Why ? Why ? Why ?
mh@namakemono:/tmp$ wget "http://download.mozilla.org/?product=firefox-1.5b2&os=linux&lang=en-US"
(...)
mh@namakemono:/tmp$ tar -zxf firefox-1.5b2.tar.gz
mh@namakemono:/tmp$ cd firefox/
mh@namakemono:/tmp/firefox$ ./firefox
./run-mozilla.sh: line 131: 7540 Segmentation fault "$prog" ${1+"$@"}
mh@namakemono:/tmp/firefox$ ldd firefox-bin | grep c++
libstdc++.so.5 => /usr/lib/libstdc++.so.5 (0xb7610000)
libstdc++.so.6 => /usr/lib/libstdc++.so.6 (0xb67b3000)
Why on earth is upstream's firefox linked against BOTH libstdc++5 AND libstdc++6 ?!?
Update: Okay, now, with a little more thinking:
mh@namakemono:/tmp/firefox$ LD_LIBRARY_PATH=. ldd firefox-bin | grep c++
libstdc++.so.5 => /usr/lib/libstdc++.so.5 (0xb75a0000)

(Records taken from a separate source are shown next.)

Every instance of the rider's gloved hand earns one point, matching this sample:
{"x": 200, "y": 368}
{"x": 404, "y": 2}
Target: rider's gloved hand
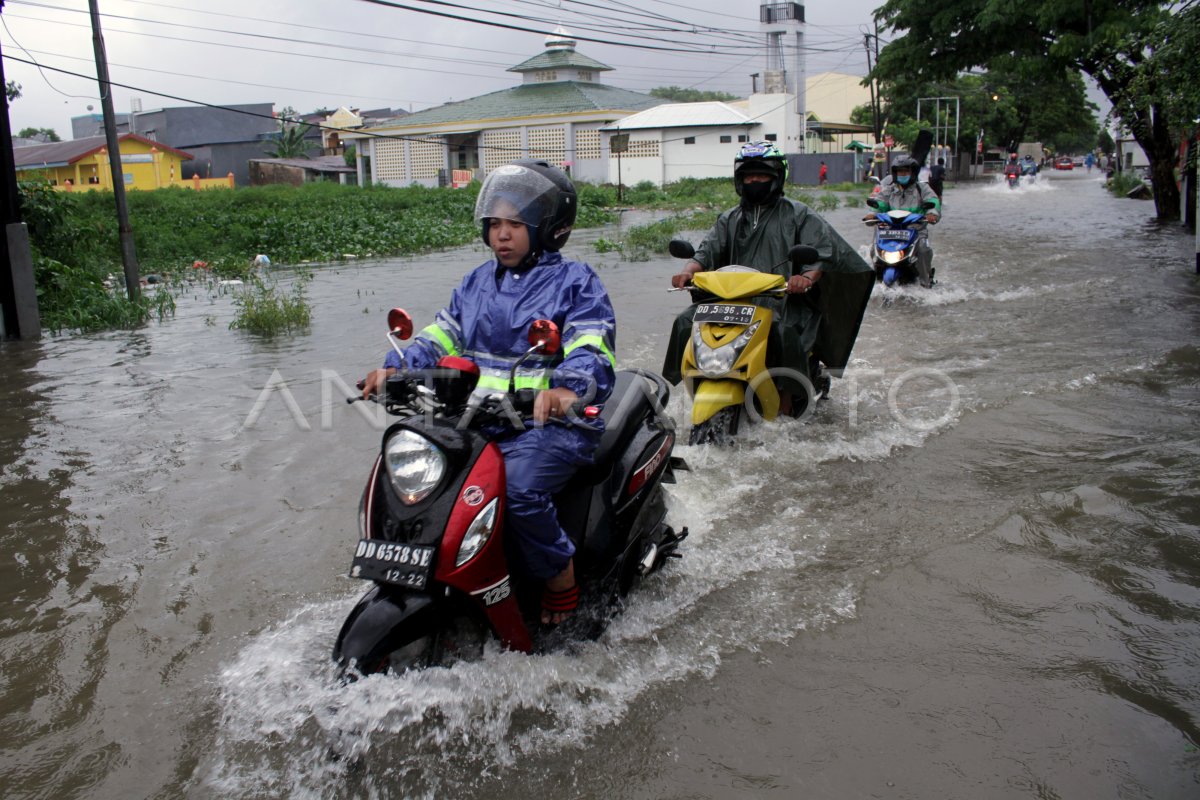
{"x": 375, "y": 380}
{"x": 552, "y": 402}
{"x": 802, "y": 283}
{"x": 683, "y": 278}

And after a bit more investigation, it appears that the gtk module for scim is responsible for loading libstdc++.so.6...
2005-11-05 22:38:22+0900
Both comments and pings are currently closed.
2005-11-06 01:03:10+0900
Hi Mike,
Apparently you got bitten by bug #323216. Try use GTK_IM_MODULE=”scim” (and start scim manually with “scim -d”) as a workaround.